Thanksgiving@400
It's the quadricentennial, double what it was in the nation's bicentennial in 1976. But in many ways the quadricentennial is more meaningful than the bicentennial. 1776 was already 150 years after Plymouth Rock, and the initial ideologies were already set in stone.
It obviously wasn't called Thanksgiving originally and the history is vague on that point, as is the slaughter and consumption of turkey. So a lot of it is a stitching together of mythologies into a tapestry that we behold today. It's a huge work of art in itself, which means it isn't history per se.
What was particularly notable to me is the painting by Jennie Augusta Brownscombe (above), initially painted in 1914, then revised in 1925 to remove the headdresses of the Native Americans, apparently because it wasn't historically accurate, or the more cynical explanation that the person who commissioned it or asked to buy it, requested that it be "redacted". Only history knows but it makes the point that sometimes absent proof, people can make up all kinds of narratives. There is a similar expurgation in Henri Toulouse-Lautrec's painting At The Moulin Rouge which had the right side of the painting cut off because one of the owners thought the green face of the dancer was too strange.
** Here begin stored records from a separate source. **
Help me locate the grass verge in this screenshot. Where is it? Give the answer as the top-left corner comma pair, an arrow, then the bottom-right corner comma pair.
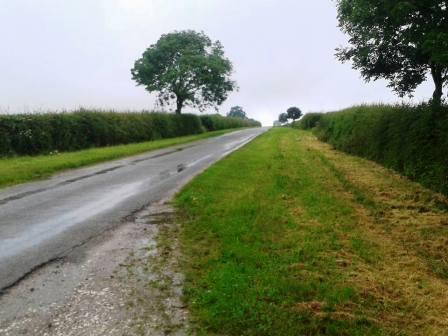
0,129 -> 237,189
304,104 -> 448,196
175,128 -> 448,335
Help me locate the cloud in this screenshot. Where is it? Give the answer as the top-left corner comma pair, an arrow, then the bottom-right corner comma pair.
0,1 -> 434,124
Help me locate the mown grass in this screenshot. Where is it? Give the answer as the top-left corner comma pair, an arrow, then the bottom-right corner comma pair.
0,129 -> 235,189
176,128 -> 382,335
175,128 -> 448,335
300,104 -> 448,196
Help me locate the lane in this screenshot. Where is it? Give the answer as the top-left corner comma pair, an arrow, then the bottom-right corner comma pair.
0,127 -> 268,290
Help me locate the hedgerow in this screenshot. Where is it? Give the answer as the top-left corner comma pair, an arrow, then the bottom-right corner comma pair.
308,104 -> 448,195
293,113 -> 323,130
0,110 -> 259,156
199,114 -> 261,131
In terms of the music that might have been made there, I'm assuming it would have been percussion instruments and voices. If there were stringed instruments used it would have been a violin, wood flutes probably easily survived the sea journey, and perhaps a pump organ of some kind. It would have been devotional in nature, certainly not pagan, and a continuation of the music that would have been made on the ship.